Das Ziel im Yoga wie auch im Hinduismus und Buddhismus ist, aus dem Rad der Wiedergeburten auszusteigen. Warum? Die menschliche Existenz ist ein Durchgang unseres Selbst von einer Existenz zur nächsten und von Leid geprägt. Irdisches Leben ist Leiden. Also soll eine neue Existenz vermieden werden. Der Kreislauf endet wenn kein neues karma erzeugt wird. Yoga unterscheidet daher nicht zwischen gutem und schlechtem karma. Vielmehr ist das Ziel, überhaupt kein karma zu erzeugen. Können wir karma vermeiden und wenn ja, wie? Die Ursache für karma sind Handlungen, die aus den klesa entstehen. Die klesa sind die unbewussten Antriebe unserer Handlungen. Sie trüben unser Bewusstsein und verfälschen unsere Wahrnehmung der Wirklichkeit. Die Verfälschung führt zu falschen oder unvollständigen Bewertungen, Unterstellungen und Schlussfolgerungen, die zu fehlerhaften oder falschen Handlungen führen und diese wiederum zu einem verfälschten, schmerzhaften, ungünstigen Ergebnis. So entsteht Leid, so entsteht immer neues karma. Deshalb ist es die Aufgabe des Menschen und der Weg in die Befreiung von Leid, die klesa zu erkennen, zu identifizieren, sich ihr Wirken in den Gedanken und Handlungen bewusst zu machen und damit ihren Einfluss immer mehr zu reduzieren. Keine klesa-kein karma. Dieser Entwicklungs-und Befreiungsprozess wird im Yogasutra astanga (2.29) genannt. Wir sind unseren Trieben, unserem Ego nicht ausgeliefert. Es gibt eine Strategie, denn unser Geist ist zu sowohl zu den unbewussten, klesa-gesteuerten (klista), als auch zu den befreienden Gedanken und Erkenntnissen (aklista, 1.5) fähig. Der Übungsweg (sādhana pāda) führt den Geist immer mehr zur Erkenntnis (viveka 4.26), wer wir wirklich sind und zu den befreienden Gedanken.
Und so heißt es im Yogasutra 4.7: Die Handlungen des Yogi (das ist derjenige, der frei ist) sind weder schwarz noch weiß. Sie sind nicht mehr von den klesa gefärbt.

  • vāsanā YS 4.8

Vāsanā heißt wörtlich Geruch*. Damit soll ausgedrückt werden, dass es sich um etwas sehr subtiles, nicht gut greifbares handelt. Aus klesa entsteht karma und dieses hinterläßt vāsanā. Die vāsanā sind unserem Bewusstsein nicht unmittelbar zugänglich und können aus früheren Existenzen stammen. Es können zunächst verborgene Talente, Begabungen, Gefühle oder andere Ressourcen und auch negative, schmerzhafte Erfahrungen sein, die nur dann sichtbar werden, wenn die Situation und die Umstände dazu passen. Möglicherweise sind transgenerationale Erscheinungen und die Epigenetik, die zunächst nichts mit der Person zu tun zu haben scheinen, sich aber aus Erlebnissen der vorherigen Generationen erklären, so etwas wie vāsanā. Das „Familienstellen“ arbeitet damit.

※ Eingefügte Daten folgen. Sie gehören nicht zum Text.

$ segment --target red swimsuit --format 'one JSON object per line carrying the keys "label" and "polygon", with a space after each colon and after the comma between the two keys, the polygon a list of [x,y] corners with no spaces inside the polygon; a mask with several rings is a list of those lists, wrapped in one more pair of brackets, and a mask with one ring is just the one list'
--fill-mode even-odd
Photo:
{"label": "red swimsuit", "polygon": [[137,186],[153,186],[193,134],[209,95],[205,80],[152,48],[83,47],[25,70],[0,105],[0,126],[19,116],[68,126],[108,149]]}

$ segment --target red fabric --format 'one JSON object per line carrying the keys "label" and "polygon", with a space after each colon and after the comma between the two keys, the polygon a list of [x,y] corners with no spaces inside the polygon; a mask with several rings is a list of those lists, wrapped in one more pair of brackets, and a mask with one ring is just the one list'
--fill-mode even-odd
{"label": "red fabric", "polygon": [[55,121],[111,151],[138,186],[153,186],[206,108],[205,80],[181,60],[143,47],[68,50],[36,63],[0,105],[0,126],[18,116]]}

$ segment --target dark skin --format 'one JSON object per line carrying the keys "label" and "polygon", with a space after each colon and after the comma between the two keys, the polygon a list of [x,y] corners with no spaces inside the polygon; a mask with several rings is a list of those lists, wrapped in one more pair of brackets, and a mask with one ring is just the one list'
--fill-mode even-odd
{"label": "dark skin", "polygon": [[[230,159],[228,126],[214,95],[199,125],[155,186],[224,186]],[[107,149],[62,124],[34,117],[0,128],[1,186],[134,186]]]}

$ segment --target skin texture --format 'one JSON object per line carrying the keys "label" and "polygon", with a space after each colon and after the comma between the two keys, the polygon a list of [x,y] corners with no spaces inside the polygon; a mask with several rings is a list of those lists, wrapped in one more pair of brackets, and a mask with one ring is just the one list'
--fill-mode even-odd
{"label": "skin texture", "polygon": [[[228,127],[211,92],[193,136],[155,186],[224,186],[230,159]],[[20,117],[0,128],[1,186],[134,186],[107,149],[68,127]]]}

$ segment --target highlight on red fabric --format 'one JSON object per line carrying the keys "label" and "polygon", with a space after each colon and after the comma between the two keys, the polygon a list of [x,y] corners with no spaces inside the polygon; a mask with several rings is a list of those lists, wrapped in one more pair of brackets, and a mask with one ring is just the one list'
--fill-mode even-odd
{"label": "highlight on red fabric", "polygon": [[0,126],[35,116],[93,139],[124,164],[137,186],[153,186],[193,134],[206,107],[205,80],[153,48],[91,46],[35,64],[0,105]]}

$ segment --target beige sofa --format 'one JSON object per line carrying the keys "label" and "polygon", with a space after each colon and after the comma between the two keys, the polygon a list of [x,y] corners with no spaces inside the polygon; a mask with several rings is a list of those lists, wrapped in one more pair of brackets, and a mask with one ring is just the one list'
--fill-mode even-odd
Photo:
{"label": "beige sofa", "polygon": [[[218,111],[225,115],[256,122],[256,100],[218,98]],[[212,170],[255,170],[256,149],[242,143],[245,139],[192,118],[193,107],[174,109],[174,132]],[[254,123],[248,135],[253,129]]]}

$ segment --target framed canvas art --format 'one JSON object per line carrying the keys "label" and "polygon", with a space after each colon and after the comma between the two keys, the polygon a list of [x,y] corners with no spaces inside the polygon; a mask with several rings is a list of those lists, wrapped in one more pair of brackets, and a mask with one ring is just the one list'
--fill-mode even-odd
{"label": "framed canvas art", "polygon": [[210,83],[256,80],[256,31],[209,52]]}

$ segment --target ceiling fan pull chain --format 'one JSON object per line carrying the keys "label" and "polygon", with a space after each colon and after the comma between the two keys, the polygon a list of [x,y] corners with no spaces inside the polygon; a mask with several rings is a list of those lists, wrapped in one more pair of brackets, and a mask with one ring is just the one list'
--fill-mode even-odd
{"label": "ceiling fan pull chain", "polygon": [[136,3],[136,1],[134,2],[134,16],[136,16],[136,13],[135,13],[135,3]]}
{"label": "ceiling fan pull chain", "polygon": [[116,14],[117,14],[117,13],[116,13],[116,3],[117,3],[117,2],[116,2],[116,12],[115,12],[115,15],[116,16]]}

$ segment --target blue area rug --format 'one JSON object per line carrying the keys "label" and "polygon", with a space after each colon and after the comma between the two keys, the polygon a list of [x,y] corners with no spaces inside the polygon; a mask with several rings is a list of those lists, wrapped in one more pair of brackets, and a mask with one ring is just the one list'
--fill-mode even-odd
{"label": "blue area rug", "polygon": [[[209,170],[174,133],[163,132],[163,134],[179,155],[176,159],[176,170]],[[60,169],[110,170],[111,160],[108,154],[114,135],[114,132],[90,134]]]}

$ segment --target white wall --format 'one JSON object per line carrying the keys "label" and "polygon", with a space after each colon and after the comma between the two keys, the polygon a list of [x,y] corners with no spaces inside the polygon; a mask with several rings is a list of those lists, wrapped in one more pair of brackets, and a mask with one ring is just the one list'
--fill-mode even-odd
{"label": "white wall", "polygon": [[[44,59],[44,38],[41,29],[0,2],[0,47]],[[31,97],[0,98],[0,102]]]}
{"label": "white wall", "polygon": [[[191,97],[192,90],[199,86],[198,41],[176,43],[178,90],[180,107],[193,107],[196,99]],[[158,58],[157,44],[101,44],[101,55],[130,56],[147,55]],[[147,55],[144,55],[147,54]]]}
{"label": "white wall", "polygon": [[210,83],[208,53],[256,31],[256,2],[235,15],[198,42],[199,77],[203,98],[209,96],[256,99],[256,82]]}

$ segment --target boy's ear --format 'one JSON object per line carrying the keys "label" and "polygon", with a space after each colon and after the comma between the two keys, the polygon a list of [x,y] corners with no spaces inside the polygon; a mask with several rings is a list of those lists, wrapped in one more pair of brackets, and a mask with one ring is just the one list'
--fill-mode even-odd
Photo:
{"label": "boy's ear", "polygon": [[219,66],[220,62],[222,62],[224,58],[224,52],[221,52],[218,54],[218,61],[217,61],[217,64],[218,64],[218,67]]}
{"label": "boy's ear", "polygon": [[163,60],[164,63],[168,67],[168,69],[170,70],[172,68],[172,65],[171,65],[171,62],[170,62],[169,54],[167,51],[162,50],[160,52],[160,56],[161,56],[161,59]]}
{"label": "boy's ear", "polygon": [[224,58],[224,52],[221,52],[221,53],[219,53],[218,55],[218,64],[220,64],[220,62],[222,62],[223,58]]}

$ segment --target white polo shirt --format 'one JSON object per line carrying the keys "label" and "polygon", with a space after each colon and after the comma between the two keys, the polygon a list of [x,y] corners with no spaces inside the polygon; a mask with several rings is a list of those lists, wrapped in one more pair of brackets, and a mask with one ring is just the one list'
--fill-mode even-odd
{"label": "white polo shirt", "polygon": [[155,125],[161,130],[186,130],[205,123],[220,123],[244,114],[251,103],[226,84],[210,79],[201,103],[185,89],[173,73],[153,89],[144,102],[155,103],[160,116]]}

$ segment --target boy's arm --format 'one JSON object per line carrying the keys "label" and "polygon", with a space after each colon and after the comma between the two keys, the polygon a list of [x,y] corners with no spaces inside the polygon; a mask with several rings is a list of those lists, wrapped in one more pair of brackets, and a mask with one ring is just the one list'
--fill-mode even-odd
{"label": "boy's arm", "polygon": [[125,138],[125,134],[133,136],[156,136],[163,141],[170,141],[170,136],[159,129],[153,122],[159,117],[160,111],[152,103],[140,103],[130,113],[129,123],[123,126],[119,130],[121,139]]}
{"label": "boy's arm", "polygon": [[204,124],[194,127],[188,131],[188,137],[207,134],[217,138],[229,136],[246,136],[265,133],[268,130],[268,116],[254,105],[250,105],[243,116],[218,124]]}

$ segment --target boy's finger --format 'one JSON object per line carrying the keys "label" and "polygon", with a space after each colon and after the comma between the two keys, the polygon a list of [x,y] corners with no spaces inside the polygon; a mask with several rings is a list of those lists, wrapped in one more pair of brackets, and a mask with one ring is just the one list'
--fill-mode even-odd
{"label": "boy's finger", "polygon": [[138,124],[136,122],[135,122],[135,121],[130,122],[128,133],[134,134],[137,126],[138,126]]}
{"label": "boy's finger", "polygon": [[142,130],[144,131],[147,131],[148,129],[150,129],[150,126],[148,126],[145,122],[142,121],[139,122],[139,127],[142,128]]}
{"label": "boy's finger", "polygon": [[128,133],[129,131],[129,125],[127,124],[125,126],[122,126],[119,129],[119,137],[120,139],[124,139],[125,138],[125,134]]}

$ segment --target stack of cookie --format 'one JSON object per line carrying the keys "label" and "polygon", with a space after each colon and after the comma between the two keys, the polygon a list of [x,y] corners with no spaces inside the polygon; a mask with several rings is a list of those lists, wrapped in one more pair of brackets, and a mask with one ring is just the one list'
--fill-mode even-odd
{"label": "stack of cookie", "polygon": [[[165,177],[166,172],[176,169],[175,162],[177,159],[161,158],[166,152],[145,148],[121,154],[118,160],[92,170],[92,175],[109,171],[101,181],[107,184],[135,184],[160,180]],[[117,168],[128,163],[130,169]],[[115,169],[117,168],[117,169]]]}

Wenn die vāsanā sich auch als Talente und Begabungen zeigen, ist die Frage, was unser individueller Anteil an unserem Erfolg oder an Ergebnissen ist. Es sind jedenfalls keine 100%. Ein Grund, unsere „Früchte“ nicht überzubewerten, dankbar für die Möglichkeiten zu sein und etwas „gesunde Demut“ zu empfinden. Andererseits können wir die Verantwortung für unser Tun, auch für die Ergebnisse, nicht abgeben. Die vāsanā, die Epigenetik sind kein Freibrief. Wir entscheiden letztendlich immer noch über unser Handeln.


Wenn der Same auf Sicherheit setzen würde, gäbe es keine Blumen…keine Blüten.**

….und er würde seinen Sinn verfehlen. Den Samen gibt es nicht um seiner Selbst willen. Er ist dazu bestimmt -wenn die Bedingungen es ermöglichen- sich zu einer bestimmten Zeit in eine Pflanze zu transformieren. Dafür hat er sein Potenzial bekommen.

Purusa
Unser Potenzial, manche sprechen von einem „göttlichen“ oder „höchsten“ Zustand, weil es über unsere begrenzte menschliche Existenz hinaus geht, wird im Yoga als Selbst (purusa, 1.16, 1.24, 3.49) bezeichnet. Dieses Selbst ist frei von den Trieben (klesa) und damit vom Kreislauf. Ein Handeln dieses Selbst oder aus diesem Selbst führt deshalb nicht zu karma. Dieses Selbst können wir in tiefer Meditation erfahren. Dafür muss der Geist still sein (nirodha 1.2).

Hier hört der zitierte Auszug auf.